We will have the same output as you can see in the file’s contents in the previous box. However, our objective is to place text in BST so that we can do a faster search.

So, it’s simple; we have already implemented BST in the class template, which we can use for strings as well; all we have to do is to create an object of BST accordingly.

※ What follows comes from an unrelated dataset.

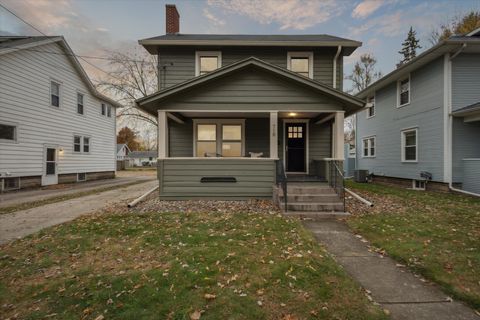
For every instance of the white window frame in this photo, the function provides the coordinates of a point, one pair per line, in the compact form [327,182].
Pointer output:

You can save contents in the file `sample.txt` to read the file through code. Here, we have the code to read the file into a binary search tree.

``````#include <fstream>
#include <iostream>
using namespace std;

template <class T>
class Node {
public:
T data;
Node* left;
Node* right;
Node(T data) {
this->data = data;
this->left = NULL;
this->right = NULL;
}
};
template <class T>
class BST {
Node<T>* root;

public:
BST() { root = NULL; }
Node<T>* insert(T key) { root = insert(root, key); }
Node<T>* insert(Node<T>* temp, T key) {
if (temp == NULL) return new Node<T>(key);
if (temp->data > key)
temp->left = insert(temp->left, key);
else
temp->right = insert(temp->right, key);
return temp;
}
Node<T>* findMinNode(Node<T>* temp) {
while (temp->left != NULL) temp = temp->left;
return temp;
}
Node<T>* deleteNode(T key) { root = deleteNode(root, key); }
Node<T>* deleteNode(Node<T>* temp, T key) {
if (temp == NULL) return temp;
if (temp->data > key)
temp->left = deleteNode(temp->left, key);
else if (temp->data < key)
temp->right = deleteNode(temp->right, key);
else {
if (temp->left == NULL && temp->right == NULL) {
delete temp;
temp = NULL;
} else if (temp->left == NULL) {
Node<T>* curr = temp;
temp = temp->right;
delete curr;
} else if (temp->right == NULL) {
Node<T>* curr = temp;
temp = temp->left;
delete curr;
} else {
Node<T>* toBeDeleted = findMinNode(temp->right);
temp->data = toBeDeleted->data;
temp->right = deleteNode(temp->right, toBeDeleted->data);
}
}
return temp;
}
void preOrder() {
preOrder(root);
cout << '\n';
}
void preOrder(Node<T>* temp) {
if (temp == NULL) return;
cout << temp->data << " ";
preOrder(temp->left);
preOrder(temp->right);
}
void inOrder() {
inOrder(root);
cout << '\n';
}
void inOrder(Node<T>* temp) {
if (temp == NULL) return;
inOrder(temp->left);
cout << temp->data << " ";
inOrder(temp->right);
}
};
int main() {
BST<string> tree;
ifstream in("sample.txt");
string s;
while (getline(in, s)) tree.insert(s);
tree.preOrder();
tree.inOrder();
in.close();
return 0;
}
``````

Output:

Again, first, we have preorder traversal, which shows the root node is `This is the first line`; however if we see in-order traversal, we have output in sorted order.

That is, `eighth` starting from `e`, the smallest letter among `first`, `second`, `third`, `fourth`, `fifth`, `sixth`, `seventh`, and `eighth`, whereas next, we have `fifth`, which is smaller than `first` because `f` in `fifth` is smaller than `r` in `first`.